Ce n'est pas la faute au CIVR si nous ne sommes pas célèbres, et c'est une belle leçon d'humilité pour nous tous. Mais il existe des agences de com', dont c'est le METIER de rameuter ceux qui comptent. Et là, oui, il faut faire du lobbying: petits salons privés, taxis qui vont chercher ces messieurs, bouteilles de dégustation livrées à domicile ou à la rédaction, dossiers de presse personnalisés, repas dans les beaux restos le soir (avec un vigneron qui se dévoue, pourquoi pas), visiteurs étrangers invités tous frais payés ... Les Bordelais et les Champenois le font. Je le sais, j'en ai bénéficié moi-même par le passé, alors que je ne représentais RIEN ou si peu. M. Vranken m'a dit lui-même, avec la délicatesse qui le caractérise: "Ah oui, In Vino Veritas, le magazine des pauvres!".

 

Du temps où feu André Parcé dirigeait le Dom. du Mas Blanc (et un peu le mouvement coopératif banyulenque), il faisait cela à merveille ... et tout le temps. Avec les résultats qu'on connaît: l'étranger connaissait le Banyuls (pas Maury) et, à Banyuls, le nom qui figurait sur -presque- toutes les bouches c'était ... Parcé. Ce Parcé-là, je veux dire. 

 

Voilà, cette prise de position sincère ET CONSTRUCTIVE ne va pas m'attirer que des amis, mais au point où j'en suis .... Par contre, elle constitue un encouragement sans faux-semblant à répéter encore et encore ce type d'actions, qui était PARFAITE, mais en améliorant la publicité et l'attractivité pour les gens qui comptent. Ce n'est pas facile, plus difficile que d'ouvrir dix bouteilles de rosé au Palais des Rois de Majorque. Et cela ne marche pas du premier coup. Mais il faut le faire. 

 

Malgré Decanter, malgré les valets des appellations en vue, nous sommes des dizaines à produire des vins merveilleux dans le département. Il faut maintenant le faire savoir autrement que par des médailles en chocolat et des auto-congratulations. Nos clients, ce n'est pas l'Indépendant ou le Travailleur Catalan qui va nous les amener, ni les campings d'Argelès, ni les "aîoli-plaza" sur la route du Perthus. 

 

Bravo encore à tous ceux qui ont créé cet événement.

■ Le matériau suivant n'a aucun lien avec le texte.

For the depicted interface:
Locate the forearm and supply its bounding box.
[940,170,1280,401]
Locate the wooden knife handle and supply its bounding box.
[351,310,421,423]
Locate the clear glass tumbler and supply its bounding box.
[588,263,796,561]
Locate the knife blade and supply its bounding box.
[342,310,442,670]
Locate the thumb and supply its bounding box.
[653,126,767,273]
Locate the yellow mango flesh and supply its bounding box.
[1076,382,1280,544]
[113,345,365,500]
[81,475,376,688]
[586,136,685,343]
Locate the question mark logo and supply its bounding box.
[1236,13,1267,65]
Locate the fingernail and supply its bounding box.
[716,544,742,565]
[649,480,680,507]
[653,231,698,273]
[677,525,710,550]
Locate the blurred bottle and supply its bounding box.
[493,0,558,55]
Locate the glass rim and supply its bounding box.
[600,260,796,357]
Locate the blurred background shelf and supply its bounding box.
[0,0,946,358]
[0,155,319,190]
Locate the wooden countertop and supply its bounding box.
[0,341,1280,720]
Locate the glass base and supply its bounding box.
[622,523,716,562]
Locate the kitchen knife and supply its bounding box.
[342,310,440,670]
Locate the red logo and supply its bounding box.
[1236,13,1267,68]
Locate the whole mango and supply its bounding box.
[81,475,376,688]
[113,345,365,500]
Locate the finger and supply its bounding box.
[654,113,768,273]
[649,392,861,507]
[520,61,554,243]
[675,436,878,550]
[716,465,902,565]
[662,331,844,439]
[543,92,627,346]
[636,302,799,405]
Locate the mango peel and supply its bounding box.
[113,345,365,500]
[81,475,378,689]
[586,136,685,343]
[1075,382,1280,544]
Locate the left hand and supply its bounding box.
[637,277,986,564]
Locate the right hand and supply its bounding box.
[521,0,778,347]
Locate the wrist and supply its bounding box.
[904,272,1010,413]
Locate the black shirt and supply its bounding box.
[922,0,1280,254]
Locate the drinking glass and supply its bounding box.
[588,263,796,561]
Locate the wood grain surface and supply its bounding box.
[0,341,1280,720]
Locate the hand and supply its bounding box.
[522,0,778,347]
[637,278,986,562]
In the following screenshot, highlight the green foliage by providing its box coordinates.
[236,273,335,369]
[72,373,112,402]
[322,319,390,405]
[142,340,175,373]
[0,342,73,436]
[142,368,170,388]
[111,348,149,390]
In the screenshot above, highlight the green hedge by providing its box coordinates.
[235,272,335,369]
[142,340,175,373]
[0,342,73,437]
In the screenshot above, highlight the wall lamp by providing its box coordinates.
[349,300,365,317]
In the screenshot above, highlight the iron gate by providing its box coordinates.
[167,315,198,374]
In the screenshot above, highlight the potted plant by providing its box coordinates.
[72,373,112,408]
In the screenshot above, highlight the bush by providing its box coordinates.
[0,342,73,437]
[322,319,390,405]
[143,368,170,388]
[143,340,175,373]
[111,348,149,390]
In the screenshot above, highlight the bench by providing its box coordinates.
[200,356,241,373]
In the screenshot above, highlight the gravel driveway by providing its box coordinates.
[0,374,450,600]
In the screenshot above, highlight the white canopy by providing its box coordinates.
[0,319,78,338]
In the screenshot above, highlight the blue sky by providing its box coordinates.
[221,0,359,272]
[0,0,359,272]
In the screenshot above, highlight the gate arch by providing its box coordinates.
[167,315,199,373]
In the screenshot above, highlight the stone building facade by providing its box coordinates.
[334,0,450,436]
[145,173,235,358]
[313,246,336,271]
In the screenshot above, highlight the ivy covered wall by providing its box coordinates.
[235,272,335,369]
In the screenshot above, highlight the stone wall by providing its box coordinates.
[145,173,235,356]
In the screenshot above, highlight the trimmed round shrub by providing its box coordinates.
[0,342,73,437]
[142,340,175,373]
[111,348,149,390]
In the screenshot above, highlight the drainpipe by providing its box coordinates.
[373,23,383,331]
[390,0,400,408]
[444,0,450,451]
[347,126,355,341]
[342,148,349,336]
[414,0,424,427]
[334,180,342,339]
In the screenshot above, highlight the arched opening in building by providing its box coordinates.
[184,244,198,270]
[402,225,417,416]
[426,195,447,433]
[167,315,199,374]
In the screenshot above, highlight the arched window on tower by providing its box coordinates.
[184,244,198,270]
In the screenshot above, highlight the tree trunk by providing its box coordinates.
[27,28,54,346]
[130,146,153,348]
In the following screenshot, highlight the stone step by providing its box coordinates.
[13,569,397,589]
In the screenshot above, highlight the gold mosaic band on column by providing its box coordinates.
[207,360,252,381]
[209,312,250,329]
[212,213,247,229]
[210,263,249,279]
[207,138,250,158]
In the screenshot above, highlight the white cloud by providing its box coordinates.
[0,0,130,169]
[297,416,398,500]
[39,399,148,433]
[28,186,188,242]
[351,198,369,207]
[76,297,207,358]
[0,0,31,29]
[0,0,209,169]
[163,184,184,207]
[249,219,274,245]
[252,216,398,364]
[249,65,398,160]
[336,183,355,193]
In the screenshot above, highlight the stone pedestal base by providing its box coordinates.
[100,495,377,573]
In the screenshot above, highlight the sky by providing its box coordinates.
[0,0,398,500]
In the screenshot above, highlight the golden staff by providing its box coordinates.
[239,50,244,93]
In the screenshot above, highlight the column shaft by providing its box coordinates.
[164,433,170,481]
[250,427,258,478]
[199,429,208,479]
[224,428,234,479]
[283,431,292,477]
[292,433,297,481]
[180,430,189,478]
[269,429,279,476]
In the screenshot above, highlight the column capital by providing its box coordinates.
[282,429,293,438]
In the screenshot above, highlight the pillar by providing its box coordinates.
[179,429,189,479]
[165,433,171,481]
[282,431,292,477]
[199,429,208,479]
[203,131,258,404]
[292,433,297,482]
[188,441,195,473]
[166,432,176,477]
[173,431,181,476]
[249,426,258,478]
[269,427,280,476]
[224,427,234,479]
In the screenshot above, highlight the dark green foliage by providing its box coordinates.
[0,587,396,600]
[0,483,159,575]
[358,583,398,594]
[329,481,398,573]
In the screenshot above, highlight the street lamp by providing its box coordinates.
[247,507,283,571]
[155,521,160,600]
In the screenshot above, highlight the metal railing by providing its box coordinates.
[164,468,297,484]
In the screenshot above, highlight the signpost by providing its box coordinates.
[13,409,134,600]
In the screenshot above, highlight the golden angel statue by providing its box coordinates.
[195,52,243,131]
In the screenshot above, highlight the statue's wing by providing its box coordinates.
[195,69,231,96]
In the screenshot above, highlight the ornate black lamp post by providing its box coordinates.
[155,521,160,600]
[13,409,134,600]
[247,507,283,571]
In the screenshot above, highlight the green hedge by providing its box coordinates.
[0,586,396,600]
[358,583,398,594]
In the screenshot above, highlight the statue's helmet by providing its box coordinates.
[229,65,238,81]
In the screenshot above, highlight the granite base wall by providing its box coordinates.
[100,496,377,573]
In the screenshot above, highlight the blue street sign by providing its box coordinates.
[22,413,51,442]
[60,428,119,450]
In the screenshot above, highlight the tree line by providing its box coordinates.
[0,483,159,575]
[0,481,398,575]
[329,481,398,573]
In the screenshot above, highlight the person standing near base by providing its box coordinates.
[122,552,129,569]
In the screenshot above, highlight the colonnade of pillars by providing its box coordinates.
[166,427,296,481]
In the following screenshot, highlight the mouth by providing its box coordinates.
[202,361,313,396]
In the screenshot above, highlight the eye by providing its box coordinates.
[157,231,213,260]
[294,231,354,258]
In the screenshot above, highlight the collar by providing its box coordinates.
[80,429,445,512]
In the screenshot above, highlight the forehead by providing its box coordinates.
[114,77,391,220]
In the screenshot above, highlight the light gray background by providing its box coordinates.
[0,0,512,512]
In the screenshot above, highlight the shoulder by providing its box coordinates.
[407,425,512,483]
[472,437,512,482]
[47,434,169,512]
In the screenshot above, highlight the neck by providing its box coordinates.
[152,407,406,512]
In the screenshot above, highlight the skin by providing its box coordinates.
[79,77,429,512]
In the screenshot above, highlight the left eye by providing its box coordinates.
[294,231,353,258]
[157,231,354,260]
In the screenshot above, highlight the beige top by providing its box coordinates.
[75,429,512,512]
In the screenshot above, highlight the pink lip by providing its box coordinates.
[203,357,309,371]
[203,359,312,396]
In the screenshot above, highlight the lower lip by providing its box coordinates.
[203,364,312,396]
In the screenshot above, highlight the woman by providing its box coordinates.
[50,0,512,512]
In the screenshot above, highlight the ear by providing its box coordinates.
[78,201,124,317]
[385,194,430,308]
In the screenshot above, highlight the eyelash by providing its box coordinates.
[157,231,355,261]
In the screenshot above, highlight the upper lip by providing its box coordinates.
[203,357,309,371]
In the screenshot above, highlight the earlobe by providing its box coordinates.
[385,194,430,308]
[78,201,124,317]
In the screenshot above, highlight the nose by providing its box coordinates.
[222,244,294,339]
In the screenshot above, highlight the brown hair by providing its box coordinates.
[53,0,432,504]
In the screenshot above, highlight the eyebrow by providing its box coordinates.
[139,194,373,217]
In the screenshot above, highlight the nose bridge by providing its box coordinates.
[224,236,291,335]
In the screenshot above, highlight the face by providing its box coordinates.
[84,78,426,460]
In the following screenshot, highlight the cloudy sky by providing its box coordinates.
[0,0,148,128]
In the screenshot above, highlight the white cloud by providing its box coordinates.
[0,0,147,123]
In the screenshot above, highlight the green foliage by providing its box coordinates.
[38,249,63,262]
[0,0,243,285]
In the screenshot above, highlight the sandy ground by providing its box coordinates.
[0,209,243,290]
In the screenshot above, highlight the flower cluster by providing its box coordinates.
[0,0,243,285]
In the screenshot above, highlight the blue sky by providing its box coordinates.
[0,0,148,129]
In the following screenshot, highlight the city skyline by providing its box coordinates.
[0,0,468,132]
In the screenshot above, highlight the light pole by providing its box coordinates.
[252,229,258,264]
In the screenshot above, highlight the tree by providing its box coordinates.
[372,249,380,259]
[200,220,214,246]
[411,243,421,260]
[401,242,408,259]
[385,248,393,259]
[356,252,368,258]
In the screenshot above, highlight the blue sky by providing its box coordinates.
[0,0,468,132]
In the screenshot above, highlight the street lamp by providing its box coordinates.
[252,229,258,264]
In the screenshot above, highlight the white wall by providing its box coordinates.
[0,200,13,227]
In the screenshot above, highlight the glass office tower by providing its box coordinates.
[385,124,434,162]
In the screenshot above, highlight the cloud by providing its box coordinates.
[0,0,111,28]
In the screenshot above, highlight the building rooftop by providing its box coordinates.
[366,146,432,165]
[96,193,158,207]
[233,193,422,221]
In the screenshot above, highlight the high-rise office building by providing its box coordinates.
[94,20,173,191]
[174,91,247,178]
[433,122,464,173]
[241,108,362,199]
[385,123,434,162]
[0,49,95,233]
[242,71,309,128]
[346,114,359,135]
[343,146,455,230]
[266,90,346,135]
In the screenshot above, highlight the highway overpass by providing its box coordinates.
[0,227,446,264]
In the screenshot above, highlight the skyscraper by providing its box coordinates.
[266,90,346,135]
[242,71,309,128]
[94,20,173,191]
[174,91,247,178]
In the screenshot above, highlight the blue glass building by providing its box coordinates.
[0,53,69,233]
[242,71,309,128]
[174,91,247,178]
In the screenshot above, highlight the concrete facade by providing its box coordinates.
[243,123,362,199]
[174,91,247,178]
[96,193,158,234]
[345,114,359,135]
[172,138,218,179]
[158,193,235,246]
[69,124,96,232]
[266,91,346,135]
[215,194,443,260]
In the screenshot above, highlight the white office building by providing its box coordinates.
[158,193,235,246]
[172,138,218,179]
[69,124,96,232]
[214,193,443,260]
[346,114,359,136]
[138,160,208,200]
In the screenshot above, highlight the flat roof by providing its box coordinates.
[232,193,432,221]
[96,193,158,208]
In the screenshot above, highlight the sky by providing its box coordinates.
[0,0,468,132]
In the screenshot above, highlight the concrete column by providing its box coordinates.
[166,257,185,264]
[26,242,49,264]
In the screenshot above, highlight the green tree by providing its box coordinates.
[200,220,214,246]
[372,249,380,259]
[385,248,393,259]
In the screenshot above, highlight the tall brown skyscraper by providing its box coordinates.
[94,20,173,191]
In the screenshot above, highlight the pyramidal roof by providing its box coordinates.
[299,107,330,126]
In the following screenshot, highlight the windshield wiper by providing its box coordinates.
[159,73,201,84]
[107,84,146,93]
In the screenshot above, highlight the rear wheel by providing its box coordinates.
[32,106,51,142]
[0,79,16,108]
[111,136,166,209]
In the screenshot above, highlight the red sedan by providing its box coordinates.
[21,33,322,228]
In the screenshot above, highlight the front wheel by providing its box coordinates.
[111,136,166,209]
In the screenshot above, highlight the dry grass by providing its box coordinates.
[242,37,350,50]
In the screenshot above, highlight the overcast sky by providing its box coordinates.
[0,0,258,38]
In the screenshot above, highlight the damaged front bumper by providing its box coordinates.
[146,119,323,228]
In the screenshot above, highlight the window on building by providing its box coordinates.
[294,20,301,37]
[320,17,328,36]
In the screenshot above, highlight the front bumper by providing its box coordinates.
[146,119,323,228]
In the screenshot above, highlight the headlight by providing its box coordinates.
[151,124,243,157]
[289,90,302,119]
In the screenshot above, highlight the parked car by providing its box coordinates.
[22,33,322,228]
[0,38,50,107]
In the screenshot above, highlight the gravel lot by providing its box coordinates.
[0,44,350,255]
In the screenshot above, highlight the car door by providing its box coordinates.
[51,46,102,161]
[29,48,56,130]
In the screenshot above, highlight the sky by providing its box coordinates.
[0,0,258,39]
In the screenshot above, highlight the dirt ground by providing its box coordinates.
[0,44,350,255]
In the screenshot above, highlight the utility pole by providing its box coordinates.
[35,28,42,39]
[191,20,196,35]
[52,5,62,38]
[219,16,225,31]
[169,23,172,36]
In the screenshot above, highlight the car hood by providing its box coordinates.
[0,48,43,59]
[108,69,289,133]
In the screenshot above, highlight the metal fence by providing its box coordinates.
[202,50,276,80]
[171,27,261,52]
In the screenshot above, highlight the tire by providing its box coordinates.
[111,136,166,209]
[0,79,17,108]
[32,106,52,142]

Il reste à y faire venir du monde, beaucoup plus de monde.

 


PS: Pendant quinze ans, mon ancien métier a consisté à accompagner des scientifiques dans les congrès médicaux, à servir de lien entre le laboratoire de recherche et les professeurs d'université, à aller voir les ministres de la santé et leurs cabinets. Je n'ai JAMAIS donné d'argent, pas un kopek, mais je me suis arrangé pour qu'ils aillent voir ce que je voulais, pour qu'ils aient en main un dossier bien fait et dans leur langue (ou en anglais correct). Après, c'était aux commerciaux à jouer. Eh bien, le rôle d'une interpro, c'est de faire venir les gens qui comptent dans les domaines, ou bien sur nos salons. Après, c'est aux vignerons de jouer.